When more than two people play Risk, according to the original rules, players take turns claiming territories one at a time. They aren't randomly dealt out. When two people play, the territories are randomly dealt out, but the players take turns deploying their armies into those territories two at a time, and they place one unit of the neutral army, so there is always an element of strategy in the game's starting conditions for any number of players.

That being said, because of the relatively few armies that you start out with, and the resultant decimation of your forces that can take place on a single unfortunate assault, luck would seem to play quite a role, especially at the beginning. The first player has an advantage in the chance to reduce the number of armies the next player gets in reinforcements, and the last player in the round may begin with a considerably weakened force.
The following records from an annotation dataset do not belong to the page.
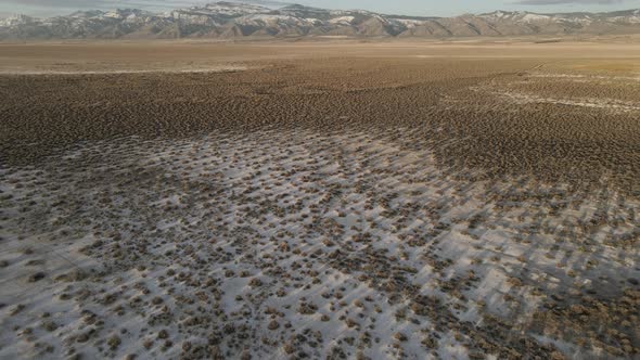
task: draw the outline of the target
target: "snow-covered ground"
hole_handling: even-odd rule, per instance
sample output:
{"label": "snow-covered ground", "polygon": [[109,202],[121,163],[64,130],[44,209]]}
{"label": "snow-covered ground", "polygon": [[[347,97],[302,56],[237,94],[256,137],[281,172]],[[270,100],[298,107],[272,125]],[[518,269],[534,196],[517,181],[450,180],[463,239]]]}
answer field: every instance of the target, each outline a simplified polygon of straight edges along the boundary
{"label": "snow-covered ground", "polygon": [[597,353],[537,319],[637,285],[640,204],[470,181],[389,137],[124,138],[2,168],[0,358]]}

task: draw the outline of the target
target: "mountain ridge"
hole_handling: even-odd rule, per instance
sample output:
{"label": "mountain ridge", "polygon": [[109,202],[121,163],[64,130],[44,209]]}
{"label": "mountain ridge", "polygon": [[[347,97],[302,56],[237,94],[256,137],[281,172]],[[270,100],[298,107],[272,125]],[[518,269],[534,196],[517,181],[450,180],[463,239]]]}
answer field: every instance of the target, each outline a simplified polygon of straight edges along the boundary
{"label": "mountain ridge", "polygon": [[219,1],[149,12],[77,11],[66,16],[0,18],[0,40],[244,38],[244,37],[499,37],[640,34],[640,9],[607,13],[497,10],[452,17],[387,15],[299,4],[278,9]]}

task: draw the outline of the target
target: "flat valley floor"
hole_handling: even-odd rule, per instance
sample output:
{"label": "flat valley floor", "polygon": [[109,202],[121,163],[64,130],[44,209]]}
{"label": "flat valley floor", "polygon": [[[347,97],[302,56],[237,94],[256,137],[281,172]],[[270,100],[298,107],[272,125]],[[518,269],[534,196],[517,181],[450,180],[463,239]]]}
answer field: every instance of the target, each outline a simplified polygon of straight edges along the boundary
{"label": "flat valley floor", "polygon": [[0,358],[640,357],[640,40],[0,44]]}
The game is strategically pretty straight forward, but a lot will be determined by the luck of the first few attacks. More players, all trying to win, would do a lot to reduce the influence of luck on the outcome of the game, though. Would it be enough to give a player a chance to come back and win from a serious initial disadvantage? Probably not, but then again total victory doesn't have to be the player's goal. For many players, the hope of a partial victory would be enough of a motivation to keep playing.

That's a pretty good assessment. Yes, the first real engagement very often determines far too much for the individual player. I should say, the first and the last engagements...if someone spends most of the game amassing an army that loses a battle where they outnumber by more than 2 to 1, the game is generally over for them. It is better for players to avoid each other and try to consolidate, but as soon as someone corners a continent, the clock starts ticking and that needs to be broken up. Extra armies every turn is like card advantage in MTG, the longer it sits there, the worse it gets for the other player(s). That's why Indonesia/Australia is the best continent to grab early game. One way in and out, and if you take it you just amass armies at the choke point, preferably Siam so you also have a buffer and prevent any shenanigans with Asia...not that it's not kind of good for you if someone tries to take Asia, which is bad idea with more than 2 players.

Like Diplomacy, everyone will turn on you immediately if you get that strong. Except Diplomacy has basically the same fun gameplay, minus the luck. The problem with Diplomacy is that England has somewhat of an advantage as the game is set up. Turkey and Russia also, but not as much. Italy and Germany are screwed, one being all bottled up and the other being open to attack in 3 directions from the get-go. Italy is forced to be a naval power to have any chances, which is a laugh, historically speaking.

Gee, I wonder how a game designed in the US ended up slightly skewed that way? Anyway, the other issue is you might have to put a moratorium on negotiation time between summer and winter orders, because some people take way too long negotiating. Usually the ones that end up with only 4 countries and slowly wither away. But Diplomacy has no luck in its design, and the moves are simultaneous, so no first move advantage either.

Haven't played either game in probably 25-30 years, though.